The problem arises when you want to actually use this economically derived energy for the purpose of space heating. A maximum economical temperature of 35°C is not very high up the scale when you consider a conventional heating system using conventional fuel would produce useful temperatures somewhere between +55°C and 85°C, effectively delivering the energy to the space via relatively cheap, conventional panel radiators.
To make adequate use of temperatures around 35°C, the installation must employ either a close-pitched underfloor heating matrix, or specially sized fan/coil units.
Whichever method is chosen, the success is dependant on the heat emitter having sufficient surface area to transmit the thermal energy to the space being heated.
Without exception, surface area is never cheap, and therefore price considerations will lead the installer to look at higher operating temperatures, and smaller heat exchangers.
As operating temperature is increased, so the COP is lowered and very quickly the anticipation of heating for as little as 3p per kW/hr becomes a myth.
Outdoor ambient temperature has a similar effect on the operating economics and as winter temperatures fall below the average +7°C, as stated in the sales brochure, the COP also proportionately falls.
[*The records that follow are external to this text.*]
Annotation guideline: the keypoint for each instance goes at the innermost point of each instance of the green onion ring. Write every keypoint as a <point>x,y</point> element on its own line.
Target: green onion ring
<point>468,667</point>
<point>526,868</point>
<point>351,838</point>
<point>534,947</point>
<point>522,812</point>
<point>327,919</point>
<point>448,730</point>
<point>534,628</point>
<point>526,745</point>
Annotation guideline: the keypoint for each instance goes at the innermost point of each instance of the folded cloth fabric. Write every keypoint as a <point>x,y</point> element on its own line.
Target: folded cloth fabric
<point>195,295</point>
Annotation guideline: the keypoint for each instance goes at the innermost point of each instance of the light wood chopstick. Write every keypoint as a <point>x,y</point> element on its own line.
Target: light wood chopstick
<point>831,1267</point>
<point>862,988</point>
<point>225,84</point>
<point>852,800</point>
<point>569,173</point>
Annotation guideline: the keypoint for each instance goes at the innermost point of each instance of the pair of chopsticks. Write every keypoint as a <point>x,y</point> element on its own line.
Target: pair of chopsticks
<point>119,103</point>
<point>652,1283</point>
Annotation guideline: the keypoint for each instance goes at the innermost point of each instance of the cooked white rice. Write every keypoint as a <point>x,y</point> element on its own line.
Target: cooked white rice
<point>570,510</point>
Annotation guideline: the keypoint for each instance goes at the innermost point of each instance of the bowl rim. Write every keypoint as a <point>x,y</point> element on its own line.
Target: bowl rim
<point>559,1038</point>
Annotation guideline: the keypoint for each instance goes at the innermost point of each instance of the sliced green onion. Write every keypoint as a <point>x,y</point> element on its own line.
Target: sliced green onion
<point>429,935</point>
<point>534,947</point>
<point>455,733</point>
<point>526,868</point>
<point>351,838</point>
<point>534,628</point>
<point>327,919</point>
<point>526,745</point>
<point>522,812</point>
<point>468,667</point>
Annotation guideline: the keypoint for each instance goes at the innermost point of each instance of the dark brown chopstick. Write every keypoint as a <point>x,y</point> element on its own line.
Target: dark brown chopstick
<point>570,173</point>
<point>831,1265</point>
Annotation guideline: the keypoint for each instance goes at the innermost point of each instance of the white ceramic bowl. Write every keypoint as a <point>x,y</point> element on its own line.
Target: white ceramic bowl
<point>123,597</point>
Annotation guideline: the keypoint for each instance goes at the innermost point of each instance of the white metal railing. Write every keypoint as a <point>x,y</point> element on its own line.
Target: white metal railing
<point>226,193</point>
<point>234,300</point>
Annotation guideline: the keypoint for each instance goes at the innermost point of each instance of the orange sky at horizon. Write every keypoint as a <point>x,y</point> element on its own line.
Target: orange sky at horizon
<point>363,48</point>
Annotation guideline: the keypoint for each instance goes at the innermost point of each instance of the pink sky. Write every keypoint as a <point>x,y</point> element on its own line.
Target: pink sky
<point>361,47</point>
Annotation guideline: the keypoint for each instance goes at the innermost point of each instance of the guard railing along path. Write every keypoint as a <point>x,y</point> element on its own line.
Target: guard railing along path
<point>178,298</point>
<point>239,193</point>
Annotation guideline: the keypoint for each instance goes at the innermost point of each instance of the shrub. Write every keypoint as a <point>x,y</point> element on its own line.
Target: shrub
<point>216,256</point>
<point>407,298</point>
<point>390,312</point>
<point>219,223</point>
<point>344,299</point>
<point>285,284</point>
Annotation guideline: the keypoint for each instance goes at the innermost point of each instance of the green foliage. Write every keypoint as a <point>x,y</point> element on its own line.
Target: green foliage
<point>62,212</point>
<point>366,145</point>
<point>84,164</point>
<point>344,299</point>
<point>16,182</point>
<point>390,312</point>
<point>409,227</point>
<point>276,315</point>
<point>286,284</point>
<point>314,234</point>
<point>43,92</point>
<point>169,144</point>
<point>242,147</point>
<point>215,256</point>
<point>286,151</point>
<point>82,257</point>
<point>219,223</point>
It is no surprise that a prospective customer who has listened to the sales patter and installed a heat pump system now expects to enjoy at least a good level of comfort and affordable running costs.
All too often it seems, they realise the cold facts and are either not warm enough, financially disappointed, or both.
It doesn’t need to be this way, but installing a heat pump system that provides economical results is by no means a low cost exercise.
Once again, honesty is the best policy and essential in ensuring the value of the heat pump can be recognised, and not compromised!